Unfortunately, modern OSes, such as Windows 10 aren’t very modern. They don’t make transferring files very easy, and scatter what needs backing up. They aren’t designed with air gapping in mind: but there’s a convenient way around that. The best way to handle splitting your time between two computers — one air gapped and one not — is to stick a big USB stick into your net-connected computer and put all the active storage that has to be on that computer (that is, anything you might want to back up) onto that stick. Files, downloads, clipping, pictures, music, itunes — all of that.

Divide the stick into two folders — one for retained files that aren’t sensitive that you’ll want to have around on the connected computer, for convenience. The other for files that can go straight to your air gapped computer and be erased from the USB stick.

At least once a week, transfer all those files to your air gapped computer.
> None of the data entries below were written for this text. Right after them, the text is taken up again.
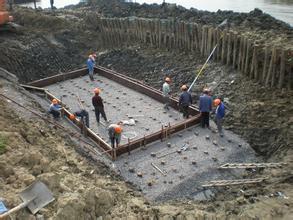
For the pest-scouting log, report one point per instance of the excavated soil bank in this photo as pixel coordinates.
(57, 43)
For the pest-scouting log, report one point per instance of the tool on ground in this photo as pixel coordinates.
(183, 148)
(35, 197)
(204, 65)
(157, 168)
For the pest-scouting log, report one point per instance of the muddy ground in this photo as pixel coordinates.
(53, 43)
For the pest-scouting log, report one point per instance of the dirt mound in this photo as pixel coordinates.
(255, 19)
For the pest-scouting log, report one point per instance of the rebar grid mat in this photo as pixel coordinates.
(233, 182)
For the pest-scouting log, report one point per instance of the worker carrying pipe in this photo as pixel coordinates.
(55, 109)
(220, 113)
(115, 131)
(185, 100)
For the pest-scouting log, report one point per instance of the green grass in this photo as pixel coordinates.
(3, 143)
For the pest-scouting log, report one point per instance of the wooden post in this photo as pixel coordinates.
(265, 64)
(229, 48)
(270, 70)
(282, 68)
(235, 50)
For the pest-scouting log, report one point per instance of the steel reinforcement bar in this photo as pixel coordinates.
(128, 82)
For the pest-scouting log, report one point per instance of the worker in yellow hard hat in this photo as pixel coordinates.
(55, 109)
(220, 113)
(115, 131)
(166, 92)
(98, 104)
(185, 100)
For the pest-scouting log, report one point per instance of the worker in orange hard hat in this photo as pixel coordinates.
(55, 109)
(98, 104)
(185, 100)
(115, 131)
(220, 113)
(166, 92)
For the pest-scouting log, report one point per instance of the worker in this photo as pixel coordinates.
(55, 109)
(97, 102)
(83, 115)
(114, 131)
(90, 66)
(166, 93)
(205, 107)
(185, 100)
(220, 113)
Copy both the “Retain” and “Active” folders over to the air gapped computer and to your external hard drive, then delete the Active folder entirely from the USB stick. (It shortens the life of the stick, but if sensitive information comes to you via the connected computer, you may want to overwrite that USB stick with junk files and then delete them, now and then, too, so they can’t be recovered.) Make sure you empty your trashcan on your connected computer every time you transfer, too, as soon as you pull the stick out; to make it more difficult for malware to recover files you’ve deleted.

Also, try to do all the work you possibly can on your air gapped computer, since all your work will end up there anyway; and it’s vastly safer being there to begin with.

Lastly, consider purchasing a third, cheap Chrome OS computer that you’ll use only for online purchases, and online banking, NOTHING else, ever. (Or convert an old computer to Linux or the Chrome OS for this purpose.) Keep checking your credit card receipts to make sure all the charges are legit, so you can reverse those charges while that’s allowable.

The big reason almost all of us now need to have an air gapped computer, is to give us a safe place to plug our external drives into, one that doesn’t expose them to ransomware.